The Runners High
I feel great after a run but am not sure if that's the runners high.
I first asked myself about the runners high a couple of years ago when I was listening to questions pitched to New Zealand champion runner Allison Roe (who is a former winner of the New York and Boston Marathon.) She had humbly told us about some of her running anecdotes, world class times and records in a motivational keynote presentation. In finishing she asked for questions. My friend sitting next to me piped up. "Excuse me Allison," I was cringing already. "I have run over 150 marathons. I have run over 300 miles in an ultra race." A murmur from the crowd went up. Who was this upstart who couldn't control his ego, was gushing about his own running when he shouldn't have been and was hijacking question time. Sitting next to him I was feeling very awkward as he slowly tried to steal the limelight. He continued on. And on. "I have travelled all over the world with my running and actually competed in over 50 ultra races." I slid further and further down into my chair, hoping to remain shielded from the embarrassment and the now occasional heckle that was coming our way. Still he refused to stop and proudly stated, "I run almost everyday of my life, but..." There was a deathly silence as we all waited for the rant to continue. "I have never, never, never had the runners high. Never. Not even once. Can you please, please help me?" It was the perfect delivery of a joke and brought the house down. It also got me thinking. I'm not sure I have ever had the runners high either. In fact, what is it exactly?
What is the Runners High?
The runners high is hard to pinpoint. Scientist will tell us about endorphins and endocrine secretions. Psychologists about risk and reward and coaches about the pain and the gains. But I don't think anyone can really know about the runners high except for a runner. I guess it is a personal experience which is why it is hard to explain. When we run we forget our troubles. The freedom of the open sky, the fresh air in our lungs, the momentum in our hearts. It fills our being and is beyond science.
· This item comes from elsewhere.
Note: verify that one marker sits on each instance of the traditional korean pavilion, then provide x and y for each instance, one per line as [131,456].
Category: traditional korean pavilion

"It’s about what you have in your core," said running legend Robert De Castella about the marathon, which he can complete in an outstanding 2:08. "You have run all the strength, all the superficial fitness out of yourself, and it really comes down to what’s left inside you. To be able to draw deep and pull something out of yourself is one of the most tremendous things." De Castella's runners high sounds painful. So does Helsinki Olympic marathon champion Emil Zatopek's. "I was unable to walk for a whole week after that, so much did the race take out of me. But it was the most pleasant exhaustion I have ever known."
Is the runners high that feeling of exhaustion after running faster or further than you have before? Wiping the sweat from our brow after a lung busting training session? Coming back from a pack run with friends? Putting through an entire load of washing of just running gear that takes up the entire clothes line? Jogging through a majestic forrest? Or that feeling of accomplishment when you finally manage to head out the door for a run when your mind and body really want to indulge in a sleep in.
Running is a journey. When we run we are all proceeding. Fast,slow, jogging, sprinting. It doesn't matter. Maybe the runners high is a quest or when we run we are travelling to the runners high. "There is only one perfect road," offered running guru Sri Chinmoy,"And that road is ahead of you, always ahead of you." After 15 years of running hopefully the runners high is coming to me!